Ten days earlier, a car accident crushed Caltong's chest, collapsed one lung and left him struggling to breathe. Lucile Packard Children’s pediatric trauma experts stabilized him in the Stanford Medicine Emergency Department, then coordinated with dozens of specialists to monitor his brain, lungs, broken bones and other injuries during a week in the pediatric intensive care unit at Lucile Packard Children's Hospital.

Now, in a non-intensive care room at Packard Children's, Caltong was beginning his rehabilitation. But even getting out of bed was difficult. Unable to fully understand why his body would not cooperate, Caltong needed care that took both his injuries and his young age into account.

Chunhui and her husband, Yuming Liu, appreciated the gentle and flexible approach of Lucile Packard Children's staff. If Caltong's physical therapist visited his hospital room when he was too tired for any exercises, the therapist showed Chunhui and Yuming what to try later.

"Little patients sometimes cannot follow orders," Chunhui said. "If you push them more, they may be very strong and say 'No.' Here, the nurses and therapists work with the parents instead."

"We really elicit parents' help," agreed nurse practitioner Raji Koppolu, who cared for Caltong. "We want to make sure they're participating in their child's care as much as possible."

Yuming and Chunhui were also grateful for the detailed updates doctors gave on Caltong's recovery. "That made us feel very comfortable no matter what happened," Chunhui said. Gradually, Caltong got on his feet again, motivated to walk to the hospital school for new books.

Lucile Packard Children's staff looked out for the whole family's wellbeing. A social worker helped them navigate unfamiliar processes such as obtaining medical leave from work, finding counseling to deal with the shock of the accident and enlisting a Mandarin-speaking interpreter to convey medical information in the family's native language.

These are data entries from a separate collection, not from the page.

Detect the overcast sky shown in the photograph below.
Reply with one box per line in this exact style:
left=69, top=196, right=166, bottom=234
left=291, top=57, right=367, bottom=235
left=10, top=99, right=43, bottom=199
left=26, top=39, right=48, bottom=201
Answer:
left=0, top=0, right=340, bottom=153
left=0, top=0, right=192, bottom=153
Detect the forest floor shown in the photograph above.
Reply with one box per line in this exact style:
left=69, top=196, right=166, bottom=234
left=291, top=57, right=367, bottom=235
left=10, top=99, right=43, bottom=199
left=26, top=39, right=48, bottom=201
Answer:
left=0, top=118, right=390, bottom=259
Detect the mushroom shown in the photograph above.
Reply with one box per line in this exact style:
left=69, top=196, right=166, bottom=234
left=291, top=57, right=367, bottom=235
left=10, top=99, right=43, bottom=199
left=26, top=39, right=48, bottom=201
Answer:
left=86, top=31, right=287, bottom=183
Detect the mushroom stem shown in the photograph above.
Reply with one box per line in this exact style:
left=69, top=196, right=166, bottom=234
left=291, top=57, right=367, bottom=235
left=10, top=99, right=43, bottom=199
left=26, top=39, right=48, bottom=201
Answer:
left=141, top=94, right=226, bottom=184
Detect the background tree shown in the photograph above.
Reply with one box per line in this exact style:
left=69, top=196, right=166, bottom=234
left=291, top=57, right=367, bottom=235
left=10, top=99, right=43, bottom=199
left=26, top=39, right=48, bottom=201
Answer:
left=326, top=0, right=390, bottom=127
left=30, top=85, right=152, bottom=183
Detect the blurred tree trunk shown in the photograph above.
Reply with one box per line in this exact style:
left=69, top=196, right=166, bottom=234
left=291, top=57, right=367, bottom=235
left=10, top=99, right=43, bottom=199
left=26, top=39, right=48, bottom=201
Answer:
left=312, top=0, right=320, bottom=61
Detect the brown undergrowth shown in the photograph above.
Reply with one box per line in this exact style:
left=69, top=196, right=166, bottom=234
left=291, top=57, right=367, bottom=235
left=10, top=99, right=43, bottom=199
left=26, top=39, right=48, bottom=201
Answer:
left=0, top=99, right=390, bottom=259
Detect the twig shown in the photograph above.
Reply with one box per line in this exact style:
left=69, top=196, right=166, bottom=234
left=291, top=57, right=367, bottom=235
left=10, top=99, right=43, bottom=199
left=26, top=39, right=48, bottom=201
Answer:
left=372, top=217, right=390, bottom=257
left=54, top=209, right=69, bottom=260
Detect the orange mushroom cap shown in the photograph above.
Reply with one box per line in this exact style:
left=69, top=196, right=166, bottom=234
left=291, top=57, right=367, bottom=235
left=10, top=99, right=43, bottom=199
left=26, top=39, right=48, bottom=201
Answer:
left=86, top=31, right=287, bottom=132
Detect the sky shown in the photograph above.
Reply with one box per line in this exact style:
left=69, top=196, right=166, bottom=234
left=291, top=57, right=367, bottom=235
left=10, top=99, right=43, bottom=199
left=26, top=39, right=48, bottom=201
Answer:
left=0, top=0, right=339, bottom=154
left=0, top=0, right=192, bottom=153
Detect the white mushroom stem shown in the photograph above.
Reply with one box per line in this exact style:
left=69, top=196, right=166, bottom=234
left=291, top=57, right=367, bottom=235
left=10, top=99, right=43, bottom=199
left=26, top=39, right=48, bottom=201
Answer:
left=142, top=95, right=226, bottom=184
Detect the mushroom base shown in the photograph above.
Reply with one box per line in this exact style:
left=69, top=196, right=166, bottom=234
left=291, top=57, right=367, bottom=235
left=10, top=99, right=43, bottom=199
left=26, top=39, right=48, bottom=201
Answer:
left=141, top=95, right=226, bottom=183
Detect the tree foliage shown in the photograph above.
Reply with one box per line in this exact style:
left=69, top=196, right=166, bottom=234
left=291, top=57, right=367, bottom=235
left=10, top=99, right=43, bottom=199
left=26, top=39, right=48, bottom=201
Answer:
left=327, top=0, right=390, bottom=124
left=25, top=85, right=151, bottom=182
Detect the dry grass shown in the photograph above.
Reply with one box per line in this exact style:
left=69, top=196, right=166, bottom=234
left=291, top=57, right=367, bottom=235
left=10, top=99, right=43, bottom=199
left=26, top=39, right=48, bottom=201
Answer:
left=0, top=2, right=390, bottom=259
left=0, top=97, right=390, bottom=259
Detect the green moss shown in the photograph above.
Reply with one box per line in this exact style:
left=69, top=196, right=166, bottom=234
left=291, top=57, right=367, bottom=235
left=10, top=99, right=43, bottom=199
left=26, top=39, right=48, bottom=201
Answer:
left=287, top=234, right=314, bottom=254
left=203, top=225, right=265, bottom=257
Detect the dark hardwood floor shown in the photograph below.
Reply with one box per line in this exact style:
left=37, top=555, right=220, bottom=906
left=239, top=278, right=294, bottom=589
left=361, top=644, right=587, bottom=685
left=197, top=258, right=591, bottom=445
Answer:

"At first, we didn't even know what we needed," Chunhui said. "But we didn't have to struggle by ourselves." Such well-coordinated care is a unique benefit of a top-notch pediatric academic hospital, Koppolu said.

The final result? Now, five months past his accident, Caltong is almost completely healed and his physical and cognitive development are both normal. Recent milestones for his family include the July birth of his baby brother, Jonathan; Caltong's fifth birthday; his first day of kindergarten; and his return to the energetic outdoor play he loves.

These happy events could hardly be more welcome to Chunhui and Yuming, who had to face the nightmare of wondering if their son would ever recover. "He's a very active boy, very talkative," Yuming said with pride. Added Chunhui, "From somewhere, we got him back."